Sembrerà strano, ma il pop può aiutarci anche stavolta, per esempio, con Orietta Berti quando canta “e la storia che si ripete è sempre quella. A voi russi o americani Io non delego il suo domani Su mio figlio non metterete le vostre mani. Voglio ancora una vita e un aquilone, Voglio ancora due sassi da buttare, Dire sì, dire no, dire amore E insegnarti che tu puoi volare (…) Siamo tutti un po’ responsabili Se la vita sarà impossibile, Non c’è un alibi che tenga alla follia” (Futuro). Un pezzo leggero in apparenza, in cui si leggono perfettamente aspetti della realtà internazionale attuale e si coglie la circolarità degli eventi storici, in senso lato. I “voglio ancora” della Berti esprimono il desiderio di libertà e di evasione, mentre ci insegnano che le narrazioni collettive necessitano di una prospettiva futura in grado di andare oltre le difficoltà e le brutture del presente.
Ci si salva, dunque, con i desideri; con quei “voglio ancora” che per Elodie diventano malattia e obiettivo futuro. Così, “voglio ancora ammalarmi d’amore io perché so che lo so fare febbre e brividi voglio ancora incontrarmi coi sogni miei sulla strada verso il sole lasciarli liberi con me (…) Eccomi qui sempre qui a guardare un orizzonte tutto quello che io voglio è arrivare lì” (La mia strada verso il sole).

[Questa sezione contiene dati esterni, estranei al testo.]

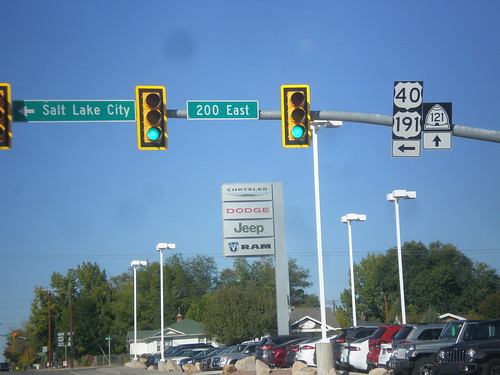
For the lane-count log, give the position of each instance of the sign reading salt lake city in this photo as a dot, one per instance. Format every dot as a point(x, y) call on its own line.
point(73, 110)
point(252, 219)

Stare di fronte alla linea apparente, lungo la quale il cielo sembra toccarsi con la terra o il mare, vuol dire avere una consapevolezza tale da saper esaminare la complessità di una situazione, prendendo atto di come stiamo veramente dentro. Spezzata e spiazzata dall’amore, Mia Martini non può fare a meno di riconoscere comunque che “voglio te, occhi d’amore, anima chiara Perché sei tornato indietro e hai preso il mio cuore Senza paura mi hai fatto male Per cercare in me la verità Attraverso antiche piaghe di mille anni fa” (Voglio Te).

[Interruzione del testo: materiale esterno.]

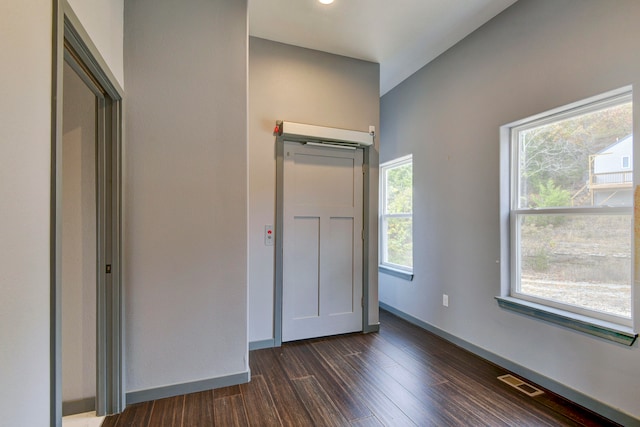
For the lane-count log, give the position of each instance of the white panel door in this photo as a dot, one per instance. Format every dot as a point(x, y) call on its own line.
point(322, 241)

Quelle ferite sono fratture difficili da saldare e vuoti esistenziali, dai quali siamo chiamati a trovare il modo per far rifiorire la vita. E, in questo, anche la musica può essere un grande sostegno, per il potere di riportare a galla i sentimenti più profondi, che, in certi casi, seppelliamo con una persona cara che ci lascia. Trovare la forza di un “ti voglio ancora bene”, come fa GionnyScandal con la sua mamma, è anche il risultato di un grande scandaglio interiore in mezzo al travaglio del dolore e alla nostalgia per le abitudini di un tempo, ora ripetibili soltanto con la fantasia: “non è che se non ti cerco mai Vuol dire che non ti penso mai Passo una di ‘ste sere Tu mamma non temere Ti voglio ancora bene Ti voglio ancora bene Ti voglio ancora bene Mi cantavi ninnananna tutte le sere Adesso io ti canto: Mamma, ti voglio bene” (Ti voglio ancora bene).

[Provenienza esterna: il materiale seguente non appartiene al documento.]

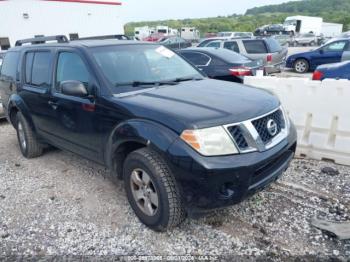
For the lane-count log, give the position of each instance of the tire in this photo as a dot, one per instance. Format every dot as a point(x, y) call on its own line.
point(301, 66)
point(28, 143)
point(167, 211)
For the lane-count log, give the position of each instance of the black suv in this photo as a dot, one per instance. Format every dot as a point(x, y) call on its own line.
point(181, 142)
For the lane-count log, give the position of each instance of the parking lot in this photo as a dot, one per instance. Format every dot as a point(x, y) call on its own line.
point(289, 72)
point(61, 204)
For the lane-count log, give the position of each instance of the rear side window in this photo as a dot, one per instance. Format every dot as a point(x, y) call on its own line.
point(37, 69)
point(197, 59)
point(10, 65)
point(255, 47)
point(231, 46)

Infine, non vanno trascurati tutti quei “voglio ancora” che danno mordente alla vita e ci portano nel vortice delle passioni. Li canta Vasco Rossi con “ma adesso spogliati Che voglio morderti Voglio sentire ancora il tuo piacere esplodere col mio”, e mentre lo fa ci regala una grande lezione di senso “domani sarà tardi per rimpiangere la realtà È meglio viverla È meglio viverla”(Gabri) … e noi vogliamo viverla!